Bu atık yararlı bir kaynak haline dönüştürülebilir. Domates, deniz yosunu ve bazı balık çeşitleri yüksek tuzlu sularda yaşayabilir. Dünyanın bazı bölgelerinde bu salamura sulu havuzlarda domates ve deniz yosunu üretiliyor. Ek olarak, salamuradan tuz ve metal kazanımı da mümkün ve salamura yönetimi için yeni teknolojiler üretiliyor. Bunların hepsi küçük çaplı projeler olsa da büyük projelere dönüştürülmesi için çok çaba gerekiyor. Ayrıca, bu arıtma işlemi maliyetli bir yatırım olduğundan düşük gelirli ülkeler için uygun görünmüyor. Bu ülkelerin de böyle projeler yapabilmeleri için süreç daha verimli hale getirilmeli. Örneğin, tesislerde fosil yakıt kullanımı yerine yenilenebilir enerji kaynaklarına dönülmeli. Bunun sonucunda ayrıca emisyon oranı da azalacaktır. Tabi, organizasyonların hep birlikte bir planlama yapması da gerekiyor.

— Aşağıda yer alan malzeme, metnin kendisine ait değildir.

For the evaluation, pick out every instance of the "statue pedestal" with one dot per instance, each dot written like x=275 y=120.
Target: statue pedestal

Arıtma sularının kullanılması su problemi için bir çözüm olarak görünse de, arıtma suyundan önce insanlığın yapması gereken şey su tasarrufu. Su arıtma sistemlerinin varlığı bizi yeniden istediğimiz kadar su kullanabiliriz düşüncesine itmemeli. Aksine, daha da dikkat etmeye yönlendirmeli.